City tipped to gain from pilot program
A PILOT program that will allow equity investment between the Shanghai and Hong Kong bourses will likely benefit Shanghai more than Hong Kong because of greater interest from overseas investors, JPMorgan said yesterday.
The program, set to be launched in October, will allow institutional and individual investors on the mainland to trade Hong Kong shares without going through a qualified institutional investor. It will also open the A-share market to Hong Kong investors.
A threshold of 500,000 yuan (US$81,390) was set for individual investors.
“Southbound investments will be made mainly by the institutional investors while the northbound will involve wealthy individuals in Hong Kong and overseas,” said Zhu Haibin, chief China economist at JPMorgan. “The channel will also open investment options for foreign institutional investors when Qualified Foreign Institutional Investors and Renminbi QFII programs run out of new quotas.”

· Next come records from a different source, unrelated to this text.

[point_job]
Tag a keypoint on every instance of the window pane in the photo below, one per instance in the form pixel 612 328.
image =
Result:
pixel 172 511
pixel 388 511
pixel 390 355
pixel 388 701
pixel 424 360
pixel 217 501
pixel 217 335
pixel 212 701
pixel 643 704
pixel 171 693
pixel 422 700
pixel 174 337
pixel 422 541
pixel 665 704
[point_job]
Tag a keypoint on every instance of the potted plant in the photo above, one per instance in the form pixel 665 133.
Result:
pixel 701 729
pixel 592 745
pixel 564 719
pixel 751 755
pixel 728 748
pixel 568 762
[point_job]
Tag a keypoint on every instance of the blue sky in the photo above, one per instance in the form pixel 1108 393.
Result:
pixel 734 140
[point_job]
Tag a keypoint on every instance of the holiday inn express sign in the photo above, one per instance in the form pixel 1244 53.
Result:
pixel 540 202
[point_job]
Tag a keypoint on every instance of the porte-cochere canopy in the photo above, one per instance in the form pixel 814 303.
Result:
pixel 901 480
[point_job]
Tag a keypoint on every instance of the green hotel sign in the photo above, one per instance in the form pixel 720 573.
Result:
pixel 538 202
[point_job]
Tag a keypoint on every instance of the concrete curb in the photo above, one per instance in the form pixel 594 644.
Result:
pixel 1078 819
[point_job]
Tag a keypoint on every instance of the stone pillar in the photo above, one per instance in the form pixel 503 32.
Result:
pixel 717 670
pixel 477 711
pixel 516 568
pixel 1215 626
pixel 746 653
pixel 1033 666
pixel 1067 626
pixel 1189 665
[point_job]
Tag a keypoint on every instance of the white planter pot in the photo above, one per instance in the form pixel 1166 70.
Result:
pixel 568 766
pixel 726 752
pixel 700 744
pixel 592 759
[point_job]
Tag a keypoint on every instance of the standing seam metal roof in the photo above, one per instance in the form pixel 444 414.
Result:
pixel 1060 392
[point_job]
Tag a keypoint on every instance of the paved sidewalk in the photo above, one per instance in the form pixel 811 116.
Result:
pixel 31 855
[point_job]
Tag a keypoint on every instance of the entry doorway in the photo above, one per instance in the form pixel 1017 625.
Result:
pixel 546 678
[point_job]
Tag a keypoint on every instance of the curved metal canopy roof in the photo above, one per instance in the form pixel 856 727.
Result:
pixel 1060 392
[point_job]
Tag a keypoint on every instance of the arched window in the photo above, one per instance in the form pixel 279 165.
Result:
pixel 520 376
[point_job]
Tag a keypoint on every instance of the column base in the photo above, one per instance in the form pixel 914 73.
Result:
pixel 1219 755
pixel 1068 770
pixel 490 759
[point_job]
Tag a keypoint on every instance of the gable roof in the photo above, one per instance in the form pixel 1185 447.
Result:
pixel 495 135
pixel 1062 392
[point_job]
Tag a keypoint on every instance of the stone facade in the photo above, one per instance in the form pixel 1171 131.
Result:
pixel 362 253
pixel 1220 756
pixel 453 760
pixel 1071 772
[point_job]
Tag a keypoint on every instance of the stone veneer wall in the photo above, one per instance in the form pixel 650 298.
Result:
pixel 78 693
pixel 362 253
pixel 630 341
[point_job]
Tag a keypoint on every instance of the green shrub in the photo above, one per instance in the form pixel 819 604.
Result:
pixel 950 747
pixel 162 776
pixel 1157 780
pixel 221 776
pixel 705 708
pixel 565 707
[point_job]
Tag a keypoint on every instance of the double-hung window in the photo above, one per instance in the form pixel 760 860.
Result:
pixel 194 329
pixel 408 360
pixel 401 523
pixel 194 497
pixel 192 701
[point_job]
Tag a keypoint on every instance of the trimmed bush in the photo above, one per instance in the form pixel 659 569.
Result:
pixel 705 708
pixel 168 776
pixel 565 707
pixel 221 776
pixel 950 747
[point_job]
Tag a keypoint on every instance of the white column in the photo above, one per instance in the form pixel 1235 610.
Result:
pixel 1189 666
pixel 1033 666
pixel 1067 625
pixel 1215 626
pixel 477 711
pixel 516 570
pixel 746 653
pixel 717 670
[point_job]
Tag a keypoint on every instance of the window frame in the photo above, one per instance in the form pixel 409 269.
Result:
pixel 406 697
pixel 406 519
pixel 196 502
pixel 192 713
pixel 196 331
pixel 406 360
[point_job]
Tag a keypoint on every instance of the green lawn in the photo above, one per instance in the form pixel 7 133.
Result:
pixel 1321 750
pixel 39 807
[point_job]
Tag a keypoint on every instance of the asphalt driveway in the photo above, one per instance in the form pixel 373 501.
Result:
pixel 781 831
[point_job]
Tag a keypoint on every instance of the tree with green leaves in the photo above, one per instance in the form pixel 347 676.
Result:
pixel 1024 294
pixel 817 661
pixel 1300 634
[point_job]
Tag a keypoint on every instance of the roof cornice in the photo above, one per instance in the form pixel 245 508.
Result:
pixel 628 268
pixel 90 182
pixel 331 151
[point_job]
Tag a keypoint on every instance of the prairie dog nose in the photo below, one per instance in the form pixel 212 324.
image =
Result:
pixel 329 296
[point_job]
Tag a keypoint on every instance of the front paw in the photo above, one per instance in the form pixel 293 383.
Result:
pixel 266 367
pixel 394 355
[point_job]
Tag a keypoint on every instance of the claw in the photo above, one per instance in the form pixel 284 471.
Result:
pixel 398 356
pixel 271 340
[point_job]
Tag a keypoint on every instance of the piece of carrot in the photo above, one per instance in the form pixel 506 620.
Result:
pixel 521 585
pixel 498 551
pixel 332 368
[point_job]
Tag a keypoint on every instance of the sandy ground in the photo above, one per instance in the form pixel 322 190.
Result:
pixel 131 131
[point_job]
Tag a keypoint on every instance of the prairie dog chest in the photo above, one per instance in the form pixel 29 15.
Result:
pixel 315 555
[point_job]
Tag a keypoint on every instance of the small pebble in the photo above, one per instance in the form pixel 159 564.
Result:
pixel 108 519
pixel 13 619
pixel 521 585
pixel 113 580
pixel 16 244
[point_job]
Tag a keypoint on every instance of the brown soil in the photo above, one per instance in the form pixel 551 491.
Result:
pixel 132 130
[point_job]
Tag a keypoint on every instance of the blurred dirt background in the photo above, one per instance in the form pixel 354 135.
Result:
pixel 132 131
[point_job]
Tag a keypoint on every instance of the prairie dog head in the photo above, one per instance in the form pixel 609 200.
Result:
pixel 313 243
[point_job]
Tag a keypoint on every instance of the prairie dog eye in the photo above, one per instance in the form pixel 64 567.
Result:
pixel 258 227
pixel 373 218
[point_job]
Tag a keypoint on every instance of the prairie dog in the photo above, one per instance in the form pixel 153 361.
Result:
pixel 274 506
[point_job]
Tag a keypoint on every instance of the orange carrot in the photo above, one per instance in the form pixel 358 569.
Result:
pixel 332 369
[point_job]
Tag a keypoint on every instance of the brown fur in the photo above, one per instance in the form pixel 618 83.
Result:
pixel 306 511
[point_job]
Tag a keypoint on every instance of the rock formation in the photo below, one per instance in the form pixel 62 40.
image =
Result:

The yuan-denominated A-share market offers exclusive investment opportunities into Chinese companies in fast-growing sectors such as medical services, consumer goods, brokerage and raw materials for electronic industries, Zhu said.
The program is seen as an effort to open up China’s strictly controlled capital account and create more investment options using the local currency yuan.
The Shenzhen bourse is also considering launching a cross-border investment program with the Hong Kong stock exchange.